Anesthesia with nontracheal intubation in thoracic surgery
Objective: To study one-lung respiration during VATS wedge resection of bullae and pulmonary nodules with nontracheal intubation, and to explore the changes of vital signs when patients return to two-lung ventilation.
Methods: Twenty-two patients with normal cardiopulmonary function and absence of contraindications to epidural anesthesia were included in this study. VATS wedge resection of bullae or pulmonary nodules was performed. 0.5% Ropivacain was administrated for epidural anesthesia (T8-9), and 2 mL of 2% lidocaine was used for local anesthetic block of the intrathoracic vagus nerves. The BIS value was maintained between 50 and 70 by target-controlled infusion of propofol and remifentanil. Electrocardiogram (ECG), heart rate (HR), blood pressure (Bp), pulse oxygen saturation (SpO2), respiratory rate (RR), bispectral index (BIS) and urine volume were monitored.

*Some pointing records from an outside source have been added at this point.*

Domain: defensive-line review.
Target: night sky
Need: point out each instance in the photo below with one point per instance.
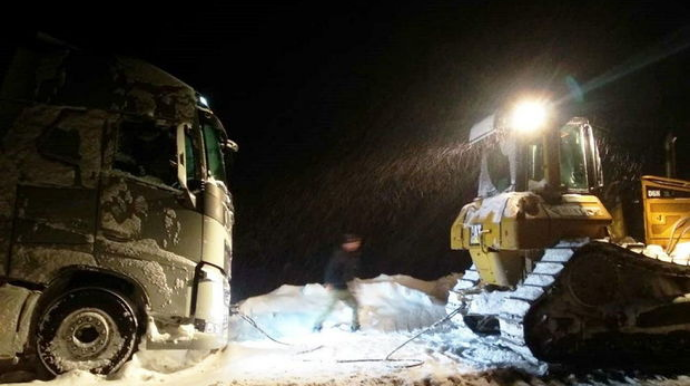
(351, 117)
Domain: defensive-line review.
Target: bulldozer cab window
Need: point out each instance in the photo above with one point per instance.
(147, 151)
(496, 174)
(573, 164)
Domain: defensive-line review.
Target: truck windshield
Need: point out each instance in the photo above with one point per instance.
(573, 164)
(214, 137)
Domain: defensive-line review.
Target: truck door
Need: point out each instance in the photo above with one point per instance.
(149, 228)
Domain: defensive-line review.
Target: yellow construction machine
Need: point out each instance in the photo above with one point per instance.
(551, 273)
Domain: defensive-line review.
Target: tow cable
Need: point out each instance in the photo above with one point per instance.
(411, 362)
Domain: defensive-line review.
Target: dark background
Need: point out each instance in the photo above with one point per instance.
(351, 117)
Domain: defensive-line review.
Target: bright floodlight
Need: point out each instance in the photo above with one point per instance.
(528, 116)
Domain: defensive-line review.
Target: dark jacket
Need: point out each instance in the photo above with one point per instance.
(342, 267)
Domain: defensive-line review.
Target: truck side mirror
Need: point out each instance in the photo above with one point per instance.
(231, 146)
(181, 163)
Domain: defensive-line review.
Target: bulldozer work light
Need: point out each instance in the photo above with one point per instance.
(528, 116)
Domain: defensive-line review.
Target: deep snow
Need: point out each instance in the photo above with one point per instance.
(393, 308)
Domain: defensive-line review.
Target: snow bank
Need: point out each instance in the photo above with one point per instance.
(387, 303)
(394, 304)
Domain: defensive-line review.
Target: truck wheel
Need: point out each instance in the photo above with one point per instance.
(87, 329)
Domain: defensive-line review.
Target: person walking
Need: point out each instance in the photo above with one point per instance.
(342, 268)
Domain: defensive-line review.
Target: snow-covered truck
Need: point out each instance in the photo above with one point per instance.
(115, 213)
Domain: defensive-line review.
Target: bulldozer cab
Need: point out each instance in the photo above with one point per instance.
(561, 158)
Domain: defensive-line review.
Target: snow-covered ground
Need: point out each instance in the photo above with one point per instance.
(393, 309)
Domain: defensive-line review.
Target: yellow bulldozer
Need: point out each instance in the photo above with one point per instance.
(553, 272)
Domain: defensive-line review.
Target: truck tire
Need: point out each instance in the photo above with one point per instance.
(92, 329)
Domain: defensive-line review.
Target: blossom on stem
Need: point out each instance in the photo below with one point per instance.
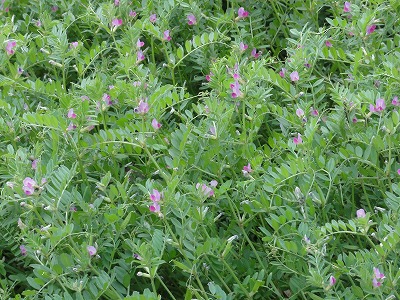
(142, 108)
(71, 114)
(153, 18)
(297, 140)
(10, 47)
(371, 29)
(155, 124)
(191, 19)
(294, 76)
(379, 105)
(346, 7)
(29, 186)
(255, 54)
(166, 36)
(242, 13)
(243, 46)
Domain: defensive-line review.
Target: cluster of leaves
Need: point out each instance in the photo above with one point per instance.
(199, 149)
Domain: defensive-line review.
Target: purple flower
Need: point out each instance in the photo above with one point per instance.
(166, 37)
(71, 126)
(243, 46)
(139, 43)
(29, 186)
(153, 18)
(297, 140)
(242, 13)
(155, 124)
(140, 56)
(282, 72)
(255, 54)
(346, 7)
(378, 278)
(91, 250)
(192, 19)
(235, 87)
(206, 191)
(10, 47)
(71, 114)
(379, 105)
(107, 99)
(360, 213)
(395, 101)
(115, 24)
(294, 76)
(23, 250)
(247, 169)
(332, 280)
(34, 164)
(371, 29)
(142, 108)
(299, 112)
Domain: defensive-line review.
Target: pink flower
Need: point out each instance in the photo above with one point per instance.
(378, 278)
(247, 169)
(29, 186)
(299, 112)
(140, 56)
(34, 164)
(346, 7)
(10, 47)
(242, 13)
(166, 37)
(371, 29)
(155, 124)
(107, 99)
(314, 112)
(71, 114)
(294, 76)
(192, 19)
(139, 43)
(360, 213)
(243, 46)
(297, 140)
(23, 250)
(91, 250)
(395, 101)
(155, 198)
(235, 87)
(207, 191)
(255, 54)
(213, 131)
(115, 24)
(142, 108)
(153, 18)
(379, 105)
(71, 126)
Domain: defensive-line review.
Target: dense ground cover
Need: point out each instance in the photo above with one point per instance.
(199, 149)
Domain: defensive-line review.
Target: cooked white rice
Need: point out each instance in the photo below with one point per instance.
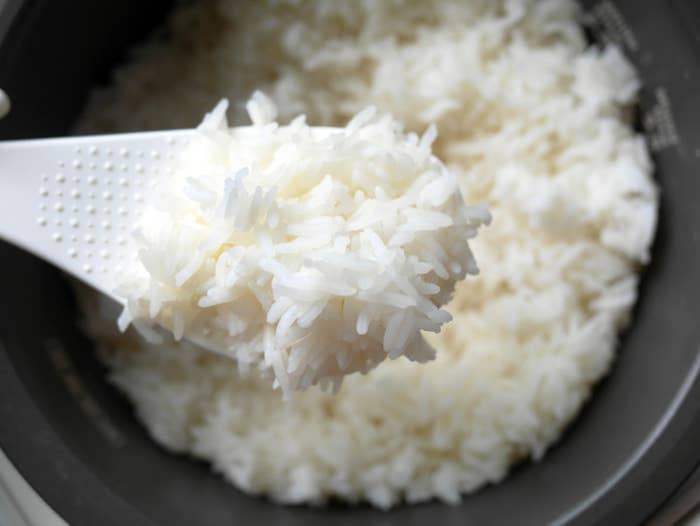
(307, 254)
(532, 121)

Results: None patients were converted to endotracheal intubation during anesthesia. MAP and SpO2 after wound disclosure were stable (P>0.05), level of CVP significantly elevated, HR and RR increased (P<0.05), PaCO2 increased gradually while PaO2 remained stable. Fifteen minutes after wound closure, MAP, RR and SpO2 returned to their preanesthesia levels, PH value gradually recovered, PaCO2 tended to decrease and returned to normal one hour after wound closure. Physical agitation occurred in one case due to inadequate epidural anesthesia during skin incision. Cough before intrathoracic vagal blockade was noted in two cases (9.1%) because of lobe traction.
Conclusions: Nontracheal intubation is feasible in VATS wedge resection of bullae and pulmonary nodules. The patients are with stable intraoperative vital signs and none experiences hypoxemia; intraoperative hypercapnia is tolerable and transient, which can be improved quickly when bilateral lungs resume spontaneous respiration.